Keith Warren Crews III had been kicked out of a Doylestown bar not long before the violent February crash.

Keith Warren Crews III, 26, pleaded guilty to homicide by vehicle while driving under the influence.
Keith Warren Crews III, 26, pleaded guilty to homicide by vehicle while driving under the influence.Read moreCourtesy Bucks County District Attorney's office (custom credit)

A Bucks County man pleaded guilty to killing a passenger in his vehicle during a violent February crash that followed a night of heavy drinking, officials said Tuesday.

Keith Warren Crews III, 26, of Hilltown Township, entered the plea late Monday to homicide by vehicle while driving under the influence and related offenses. He was sentenced to four to 10 years in state prison, court records show.

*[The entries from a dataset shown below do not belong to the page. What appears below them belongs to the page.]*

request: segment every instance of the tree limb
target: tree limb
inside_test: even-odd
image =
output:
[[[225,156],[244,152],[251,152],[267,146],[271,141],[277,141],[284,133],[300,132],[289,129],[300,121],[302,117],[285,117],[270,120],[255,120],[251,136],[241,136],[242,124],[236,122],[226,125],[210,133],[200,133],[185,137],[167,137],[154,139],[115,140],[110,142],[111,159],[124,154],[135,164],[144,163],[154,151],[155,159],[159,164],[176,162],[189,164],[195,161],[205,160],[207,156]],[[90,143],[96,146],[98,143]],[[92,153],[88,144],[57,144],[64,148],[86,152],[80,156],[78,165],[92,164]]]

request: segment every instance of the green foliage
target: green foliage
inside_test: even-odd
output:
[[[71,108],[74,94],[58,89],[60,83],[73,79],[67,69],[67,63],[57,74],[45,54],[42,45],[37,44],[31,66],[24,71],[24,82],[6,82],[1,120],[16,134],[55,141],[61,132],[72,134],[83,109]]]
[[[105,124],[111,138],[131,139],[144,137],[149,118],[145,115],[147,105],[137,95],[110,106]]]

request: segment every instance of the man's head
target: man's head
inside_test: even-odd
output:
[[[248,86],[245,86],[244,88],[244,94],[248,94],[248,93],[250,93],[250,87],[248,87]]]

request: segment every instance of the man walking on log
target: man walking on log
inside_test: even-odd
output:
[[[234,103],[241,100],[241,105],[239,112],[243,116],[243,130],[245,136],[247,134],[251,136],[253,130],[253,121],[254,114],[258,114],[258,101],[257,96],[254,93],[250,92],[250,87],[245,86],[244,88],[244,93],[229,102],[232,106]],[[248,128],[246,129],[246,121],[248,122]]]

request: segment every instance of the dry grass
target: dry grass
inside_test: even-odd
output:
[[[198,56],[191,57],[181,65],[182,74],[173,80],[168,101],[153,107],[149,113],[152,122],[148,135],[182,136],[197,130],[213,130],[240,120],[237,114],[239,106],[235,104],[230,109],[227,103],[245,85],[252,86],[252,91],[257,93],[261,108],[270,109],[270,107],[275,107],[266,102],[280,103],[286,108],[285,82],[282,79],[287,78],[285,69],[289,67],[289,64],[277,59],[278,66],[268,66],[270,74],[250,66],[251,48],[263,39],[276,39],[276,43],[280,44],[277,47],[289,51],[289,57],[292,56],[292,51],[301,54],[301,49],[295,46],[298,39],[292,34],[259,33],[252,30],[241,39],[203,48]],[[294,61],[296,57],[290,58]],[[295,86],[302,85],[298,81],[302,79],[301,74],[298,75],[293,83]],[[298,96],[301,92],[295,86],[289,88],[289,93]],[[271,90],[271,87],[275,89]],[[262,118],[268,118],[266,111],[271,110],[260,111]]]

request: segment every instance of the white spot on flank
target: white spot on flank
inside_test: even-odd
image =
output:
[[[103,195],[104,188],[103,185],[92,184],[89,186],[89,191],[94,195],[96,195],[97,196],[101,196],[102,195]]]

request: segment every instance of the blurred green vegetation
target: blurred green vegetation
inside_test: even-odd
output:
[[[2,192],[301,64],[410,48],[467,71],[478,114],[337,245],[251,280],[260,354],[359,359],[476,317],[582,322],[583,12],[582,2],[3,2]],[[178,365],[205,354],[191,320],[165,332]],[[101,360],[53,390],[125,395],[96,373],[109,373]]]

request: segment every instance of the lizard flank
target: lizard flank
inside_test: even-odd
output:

During the proceeding in the Doylestown courtroom of Judge Jeffrey L. Finley, Crews tearfully apologized to the family of Thomas J. McCarthy. McCarthy, 27, died two days after the crash from injuries that included a fractured skull, internal bleeding in his brain, and a lacerated colon.

“My actions on Feb. 9 caused more pain than I’ll ever be able to comprehend,” Crews said, according to prosecutors.

Not long before the crash, Crews and a group of his friends were asked to leave Maxwell’s on Main, a bar in Doylestown. Crews “insisted” on driving home, prosecutors said, despite downing 15 drinks.

Crews apparently lost control of his Volkswagen Jetta as he sped down Callowhill Road, a winding country road in New Britain Township, according to investigators. Data recovered from the vehicle showed he was traveling nearly 90 mph at the time of the crash. The posted speed limit on that section of Callowhill Road is 25 mph.

When officers from the township police department arrived at the scene of the accident, they found the sedan on its side wedged between two trees, according to the affidavit of probable cause for Crews’ arrest.

Crews’ blood alcohol level was measured at 0.207, about 2½ times the legal definition of drunken driving, but investigators say they believe it was closer to 0.24 at the time of the crash.